ECLI:NL:RBGEL:2014:1015
Rechtbank Gelderland
- Voorlopige voorziening
- Rechtspraak.nl
Uitleg van de bevoegdheid tot bestuursdwang op basis van artikel 13b Opiumwet
In deze zaak heeft de voorzieningenrechter van de Rechtbank Gelderland op 13 februari 2014 uitspraak gedaan in een verzoek om een voorlopige voorziening. Verzoeker, vertegenwoordigd door mr. B. Smit, had bezwaar gemaakt tegen een besluit van de burgemeester van Nijmegen, die had besloten tot bestuursdwang om een pand te sluiten vanwege de aanwezigheid van harddrugs. De burgemeester had op 20 januari 2014 besloten het pand te sluiten voor de duur van één jaar, met ingang van 30 januari 2014. Verzoeker verzocht de voorzieningenrechter om dit besluit te schorsen.
De voorzieningenrechter heeft de zaak behandeld op 3 februari 2014. In zijn overwegingen verwijst de voorzieningenrechter naar artikel 8:81 van de Algemene wet bestuursrecht (Awb), dat de mogelijkheid biedt om een voorlopige voorziening te treffen bij onverwijlde spoed. De rechter legt uit dat de burgemeester op basis van artikel 13b van de Opiumwet bevoegd is om bestuursdwang toe te passen indien in een pand drugs aanwezig zijn die bestemd zijn voor verkoop, aflevering of verstrekking.
In dit geval zijn op 9 november 2013 in het pand van verzoeker aanzienlijke hoeveelheden cocaïne en heroïne aangetroffen. De voorzieningenrechter concludeert dat de aanwezigheid van deze hoeveelheden erop wijst dat de drugs bestemd zijn voor verkoop, aflevering of verstrekking, en dat verzoeker niet heeft aangetoond dat dit niet het geval is. De rechter wijst erop dat de burgemeester terecht heeft geoordeeld dat hij bevoegd was om het pand te sluiten op basis van artikel 13b van de Opiumwet.

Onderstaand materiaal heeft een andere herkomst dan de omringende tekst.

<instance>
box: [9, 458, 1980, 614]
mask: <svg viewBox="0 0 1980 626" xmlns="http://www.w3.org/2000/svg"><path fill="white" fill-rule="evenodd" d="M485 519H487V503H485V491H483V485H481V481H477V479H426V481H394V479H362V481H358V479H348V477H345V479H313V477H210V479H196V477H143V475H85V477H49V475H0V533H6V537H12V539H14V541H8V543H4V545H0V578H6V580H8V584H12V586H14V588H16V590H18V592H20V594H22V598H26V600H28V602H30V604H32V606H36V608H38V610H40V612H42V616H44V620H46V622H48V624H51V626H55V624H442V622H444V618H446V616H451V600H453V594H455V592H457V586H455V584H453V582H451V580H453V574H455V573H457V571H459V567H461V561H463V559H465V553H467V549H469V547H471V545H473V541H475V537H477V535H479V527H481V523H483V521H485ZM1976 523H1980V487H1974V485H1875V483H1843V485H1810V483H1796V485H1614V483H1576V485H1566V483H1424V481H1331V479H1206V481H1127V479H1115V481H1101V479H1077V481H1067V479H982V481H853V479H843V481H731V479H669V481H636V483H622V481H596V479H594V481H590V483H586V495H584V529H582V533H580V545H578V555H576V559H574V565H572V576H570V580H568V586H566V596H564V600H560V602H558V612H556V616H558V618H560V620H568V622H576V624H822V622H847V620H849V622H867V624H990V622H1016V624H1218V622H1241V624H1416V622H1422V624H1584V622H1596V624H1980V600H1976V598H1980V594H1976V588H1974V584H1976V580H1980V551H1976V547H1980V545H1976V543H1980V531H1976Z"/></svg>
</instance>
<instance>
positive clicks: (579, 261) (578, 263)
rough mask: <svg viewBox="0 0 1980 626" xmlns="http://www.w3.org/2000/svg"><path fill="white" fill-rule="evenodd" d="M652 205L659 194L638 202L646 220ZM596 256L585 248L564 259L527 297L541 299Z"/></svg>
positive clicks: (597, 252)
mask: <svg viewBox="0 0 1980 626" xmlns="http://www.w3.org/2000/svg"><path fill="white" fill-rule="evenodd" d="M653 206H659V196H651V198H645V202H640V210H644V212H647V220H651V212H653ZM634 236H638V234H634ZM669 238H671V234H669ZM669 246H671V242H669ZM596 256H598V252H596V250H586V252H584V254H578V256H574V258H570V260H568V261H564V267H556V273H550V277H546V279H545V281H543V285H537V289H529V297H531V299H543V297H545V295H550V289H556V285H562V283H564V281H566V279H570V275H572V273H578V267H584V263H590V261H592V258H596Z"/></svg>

Verzoeker heeft ook betoogd dat de beleidsregel voor bestuurlijke handhaving ongeldig is, maar de voorzieningenrechter volgt dit betoog niet. Hij stelt dat er een verschil moet worden gemaakt tussen de sluiting van een woning en een voor het publiek toegankelijk lokaal. De voorzieningenrechter wijst het verzoek tot het treffen van een voorlopige voorziening af, en concludeert dat de burgemeester rechtmatig heeft gehandeld.